Arko Ghosh

 Introduction: Spinal muscular atrophy (SMA) is a genetic neurodegenerative disease that is characterized by lower motor neuron loss and muscle denervation, which can result in quadriplegia, respiratory failure and ultimately death^1-2. SMA has an incidence of approximately 1 in 6,000 to 1 in 10,000, and as such, is one of the most common genetic causes of infant death¹. SMA is characterized by the genetic defect of Survival of Motor Neuron 1 (SMN1) protein, which causes an insufficient amount of full-length SMN protein to participate in snRNP formation, mRNA splicing and anterograde neuronal transport². Despite SMA’s high infantile mortality rate, the exact molecular pathogenesis remains unknown^1-2. As such, the search for effective treatment remains a major focus of research. The use of antisense oligonucleotide (ASO) therapy has shown promise in the ability to increase the amount of functional SMN protein available. These results could suggest a potential therapy for SMA³.  Methods: SMN knockout mouse models were used to simulate the SMA pathology. ASOs were transfected into fibroblasts and RNA sequence and proteins were analyzed using RT-PCR and western blotting techniques⁴. Additionally, immunofluorescence imaging techniques were utilized to examine for SMN protein deposition. Significance of changes in SMN expression were compared to control and determined using T-test analysis⁵.  Results: The use of an ASO specific to an intron splicing sequence allowed for near complete exon retention and intron splicing of the SMN gene⁴. In addition to targeting intron splicing sequences, bifunctional ASOs additionally recruit splicing regulatory proteins to retain appropriate splicing activity of the SMN gene. Data confirmed increased amount of functional SMN protein in murine brain and spinal cord tissue, as well as show increased lifespan and weight in SMA mice⁵.  Conclusions: The exact pathological mechanism of SMA remains unclear; however, the use of antisense oligonucleotide has shown therapeutic promise via two main mechanisms. ASOs have shown an ability to block silencer motifs and demonstrate bifunctional RNA activity to improve intron splicing activity and recruitment of splicing proteins. Via these mechanisms, ASOs have shown to increase SMN protein level and ultimately increase survival in a murine model. These data on the efficacy of ASO in treatment of SMA demonstrates its great potential in a clinical setting.

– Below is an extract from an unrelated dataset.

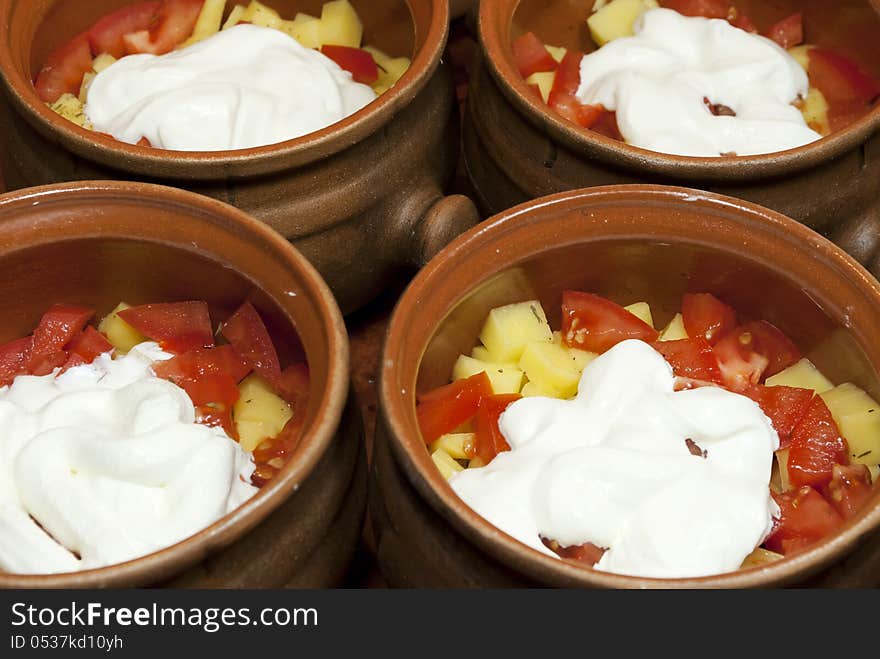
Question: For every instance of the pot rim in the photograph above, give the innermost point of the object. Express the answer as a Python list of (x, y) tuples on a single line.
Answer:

1. Ahmad S, et Molecular Mechanisms of Neurodegeneration in Spinal Muscular Atrophy. Journal of Experimental Neuroscience 2016:10: 39-49.

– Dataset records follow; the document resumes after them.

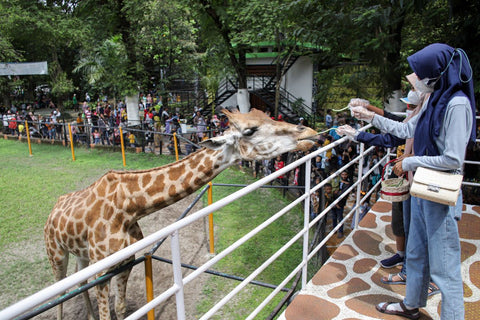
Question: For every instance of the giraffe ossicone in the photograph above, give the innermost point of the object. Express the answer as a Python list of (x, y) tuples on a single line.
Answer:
[(101, 219)]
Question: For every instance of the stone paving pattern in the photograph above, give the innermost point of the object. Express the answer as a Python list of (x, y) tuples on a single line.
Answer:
[(348, 286)]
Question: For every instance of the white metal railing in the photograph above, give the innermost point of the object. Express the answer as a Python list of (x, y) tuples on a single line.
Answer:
[(173, 231)]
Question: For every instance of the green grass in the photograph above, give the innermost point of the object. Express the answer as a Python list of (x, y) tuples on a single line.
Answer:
[(236, 220), (30, 186)]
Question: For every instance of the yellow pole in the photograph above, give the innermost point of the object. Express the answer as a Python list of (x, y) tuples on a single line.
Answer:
[(123, 147), (28, 138), (210, 219), (71, 141), (149, 284), (175, 145)]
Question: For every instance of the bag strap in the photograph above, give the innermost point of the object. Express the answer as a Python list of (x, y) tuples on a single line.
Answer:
[(385, 166)]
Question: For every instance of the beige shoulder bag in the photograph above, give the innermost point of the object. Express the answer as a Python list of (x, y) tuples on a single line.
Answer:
[(436, 186)]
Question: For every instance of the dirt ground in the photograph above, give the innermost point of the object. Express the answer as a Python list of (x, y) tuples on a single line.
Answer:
[(194, 251)]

2. D’Amico A, et Spinal Muscular Atrophy. Orphanet Journal of Rare Diseases 2011, 6:71.
3. Evers M et Antisense oligonucleotides in therapy for neurodegenerative disorders. Advanced Drug Delivery Reviews. 2015; 87: 90-103
4. Mitrpant C et Improved Antisense Oligonucleotide Design to Suppress Aberrant SMN2 Gene Transcript Processing: Towards a Treatment for Spinal Muscular Atrophy. PLoS ONE. 2013; 8(4): e62114.
5. Osman E et Bifunctional RNAs Targeting the Intronic Splicing Silencer N1 Increase SMN Levels and Reduce Disease Severity in an Animal Model of Spinal Muscular Atrophy. Molecular Therapy. 2012; 20(1): 119-126.